Déjà (3, 131). Ovide fait un bond dans l'avenir. Il ne raconte pas que Cadmos dut expier le meurtre du dragon, en servant Arès-Mars comme esclave pendant huit ans, et qu'ensuite, grâce à la protection d'Athéna, il devint roi de Thèbes.

gendre (3, 132 ss.). Zeus-Jupiter donna pour épouse à Cadmos la déesse Harmonie, fille de Arès-Mars et Aphrodite-Vénus. De cette union naîtront quatre filles dont on reparlera, Autonoé, Ino, Agavé et Sémélé, et un fils, Polydoros.

petit-fils (3, 138-252). Actéon, fils d'Autonoé (une des quatre filles de Cadmos) et d'Aristée (fils d'Apollon et de Cyrène). Il était donc d'origine divine, descendant de Mars par sa mère Harmonie, et d'Apollon par son père. Parmi les diverses légendes relatant sa fin, celle que rapporte ici Ovide est la plus répandue. Ovide ne dit pas qu'Actéon fut éduqué par Chiron le Centaure, et que ses cinquante chiens, après l'avoir dévoré le cherchèrent et parvinrent chez Chiron, qui les consola en façonnant une statue à l'image de leur maître. Voir aussi Hygin, Fab., 180 ; 181; 247.

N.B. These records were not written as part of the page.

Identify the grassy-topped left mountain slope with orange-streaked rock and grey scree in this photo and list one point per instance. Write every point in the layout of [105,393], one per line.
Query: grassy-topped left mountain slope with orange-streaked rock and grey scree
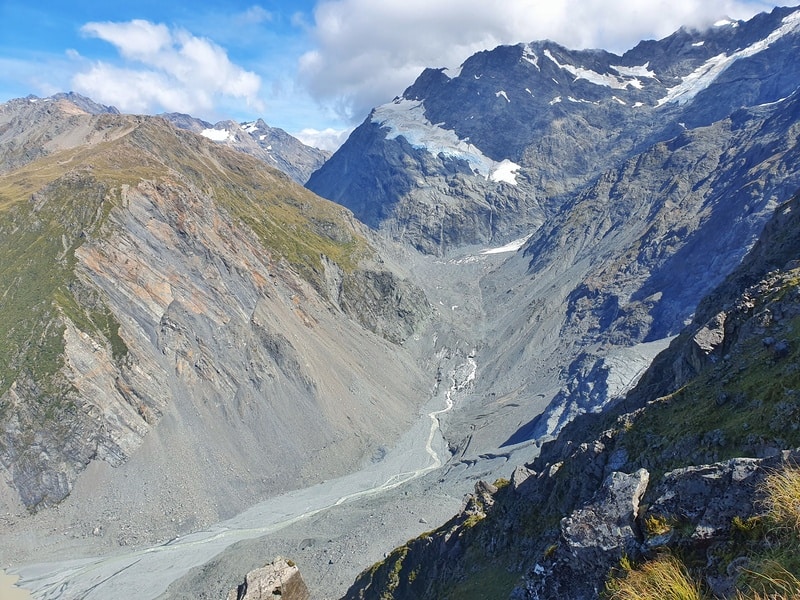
[146,271]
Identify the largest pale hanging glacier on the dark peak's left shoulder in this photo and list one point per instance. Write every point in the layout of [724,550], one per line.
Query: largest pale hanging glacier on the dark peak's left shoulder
[407,118]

Hyantes (3, 146-147). Nom synonyme de « Béotiens », dont le héros éponyme serait Hyas, frère des Hyades. Cfr Ovide, Fast., 5, 170 avec la note, et Mét., 5, 312 avec la note. Sur les Hyades, cfr Fast., 5, 166ss.

Gargaphie (3, 156). Près de Platées, vallée de Béotie, consacrée à Diane, la déesse chasseresse.

Crocalé l'Isménienne... (3, 169-172). Suit une série de noms désignant des nymphes attachées au service de Diane. L'Isménos étant un fleuve de la région de Thèbes, « l'Isménienne » est donc synonyme de « la Thébaine » (cfr 2, 244, et 3, 733).

Titanienne (3, 173). Le terme signifie « fille, petite-fille ou soeur d'un Titan ». Il s'applique à diverses divinités, dont Diane-Artémis.

Autonoé (3, 198). La mère d'Actéon, une des quatre filles de Cadmos et d'Harmonie.

Mélampus... (3, 206-225). Poètes et mythographes proposent diverses listes de noms pour les chiens d'Actéon, qui appartenaient à des races de Laconie, d'Arcadie et de Crète, connues encore au temps d'Ovide. Voir Hygin, Fab., 181.

Gnosien et spartiate (3, 208). Ces deux adjectifs évoquent respectivement la Crète (Cnossos) et la Laconie.